The researchers found that across 818 snags in Yakima, Kittitas and Chelan Counties in Washington's eastern Cascade Range, trees not used by birds had wood five times harder than trees that were. Such trees could not be used by birds simply because their wood was too hard for the birds to excavate. Within burns used by at-risk woodpeckers, 86 to 96 percent of seemingly suitable trees contained unsuitably hard wood. Wood hardness limits nest site availability for these declining species

Researchers found no reliable visual cues to distinguish between suitable and unsuitable trees. Currently, the most effective management solution is to provide large numbers of snags, which can be difficult without the aid of fire. In dry forests, a mixed-severity fire that kills trees is an important but underappreciated strategy for providing enough snags for cavity-dependent species. Low-severity prescribed fires may not provide enough snags for these species.
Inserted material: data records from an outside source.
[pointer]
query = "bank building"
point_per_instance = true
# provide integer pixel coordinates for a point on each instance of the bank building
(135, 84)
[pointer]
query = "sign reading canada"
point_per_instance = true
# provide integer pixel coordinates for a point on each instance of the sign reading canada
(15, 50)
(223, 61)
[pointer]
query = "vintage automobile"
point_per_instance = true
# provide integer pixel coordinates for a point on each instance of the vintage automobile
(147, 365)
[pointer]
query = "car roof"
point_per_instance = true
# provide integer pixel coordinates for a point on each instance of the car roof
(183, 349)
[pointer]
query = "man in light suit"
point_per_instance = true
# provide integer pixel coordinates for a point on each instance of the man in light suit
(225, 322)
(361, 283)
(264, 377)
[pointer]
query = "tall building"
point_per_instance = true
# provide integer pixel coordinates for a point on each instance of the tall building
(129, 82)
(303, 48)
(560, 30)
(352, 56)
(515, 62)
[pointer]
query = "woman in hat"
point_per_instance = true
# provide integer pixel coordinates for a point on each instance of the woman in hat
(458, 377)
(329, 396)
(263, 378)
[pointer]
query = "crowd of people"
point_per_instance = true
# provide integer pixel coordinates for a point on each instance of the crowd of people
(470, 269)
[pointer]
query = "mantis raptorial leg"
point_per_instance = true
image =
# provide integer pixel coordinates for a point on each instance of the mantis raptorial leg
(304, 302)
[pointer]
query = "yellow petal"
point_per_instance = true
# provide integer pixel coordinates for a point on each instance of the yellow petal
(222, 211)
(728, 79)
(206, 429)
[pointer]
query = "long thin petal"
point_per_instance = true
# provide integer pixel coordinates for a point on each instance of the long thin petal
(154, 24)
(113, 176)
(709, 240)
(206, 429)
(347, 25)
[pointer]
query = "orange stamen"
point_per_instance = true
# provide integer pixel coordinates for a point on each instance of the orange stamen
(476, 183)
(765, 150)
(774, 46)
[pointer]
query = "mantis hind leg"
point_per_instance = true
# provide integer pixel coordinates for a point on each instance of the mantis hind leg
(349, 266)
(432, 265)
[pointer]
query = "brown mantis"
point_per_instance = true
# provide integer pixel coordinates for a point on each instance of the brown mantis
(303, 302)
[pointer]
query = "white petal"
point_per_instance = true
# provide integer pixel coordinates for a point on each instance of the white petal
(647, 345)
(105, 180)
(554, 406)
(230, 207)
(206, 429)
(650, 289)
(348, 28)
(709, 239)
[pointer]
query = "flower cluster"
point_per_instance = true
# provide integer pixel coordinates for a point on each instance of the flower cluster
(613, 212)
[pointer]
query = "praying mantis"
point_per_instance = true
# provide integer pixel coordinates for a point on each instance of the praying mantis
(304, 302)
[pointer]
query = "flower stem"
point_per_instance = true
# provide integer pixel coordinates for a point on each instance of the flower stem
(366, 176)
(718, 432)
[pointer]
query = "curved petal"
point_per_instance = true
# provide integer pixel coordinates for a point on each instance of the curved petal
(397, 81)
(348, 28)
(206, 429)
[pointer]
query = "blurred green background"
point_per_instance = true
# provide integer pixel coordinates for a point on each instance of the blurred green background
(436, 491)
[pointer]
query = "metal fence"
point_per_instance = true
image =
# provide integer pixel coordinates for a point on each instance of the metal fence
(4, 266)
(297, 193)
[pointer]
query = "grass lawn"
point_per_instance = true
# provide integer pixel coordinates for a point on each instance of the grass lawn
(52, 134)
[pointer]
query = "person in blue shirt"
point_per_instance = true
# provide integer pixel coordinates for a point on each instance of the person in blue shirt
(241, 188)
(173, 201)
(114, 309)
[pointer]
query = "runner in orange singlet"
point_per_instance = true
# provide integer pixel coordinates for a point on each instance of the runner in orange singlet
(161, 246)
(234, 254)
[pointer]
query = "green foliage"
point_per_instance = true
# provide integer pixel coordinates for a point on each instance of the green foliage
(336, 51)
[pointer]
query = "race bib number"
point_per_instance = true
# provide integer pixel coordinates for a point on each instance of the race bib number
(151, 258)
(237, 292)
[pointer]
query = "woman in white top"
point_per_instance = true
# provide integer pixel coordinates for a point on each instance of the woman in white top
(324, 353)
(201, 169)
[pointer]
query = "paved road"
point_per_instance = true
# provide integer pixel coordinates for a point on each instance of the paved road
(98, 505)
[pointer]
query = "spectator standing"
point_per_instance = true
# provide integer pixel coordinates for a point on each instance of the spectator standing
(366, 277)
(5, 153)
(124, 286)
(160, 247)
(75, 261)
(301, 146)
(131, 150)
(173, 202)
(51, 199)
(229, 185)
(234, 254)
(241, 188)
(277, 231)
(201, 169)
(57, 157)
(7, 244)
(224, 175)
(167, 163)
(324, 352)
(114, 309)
Suitable snags are limited, such that snag availability drives landscape-level habitat-selection by some species. For example, white-headed woodpeckers selected severely burned patches for nesting, which was initially puzzling because this species does not characteristically forage in burn.

Providing snags that woodpeckers can excavate is important for forest ecosystem health in the Pacific Northwest, where More than 50 species use woodpecker-excavated cavities for nesting or roosting. Mixed-severity prescribed-fire may be useful in creating breeding habitat for the white-headed woodpecker, a species traditionally associated with old-growth forests.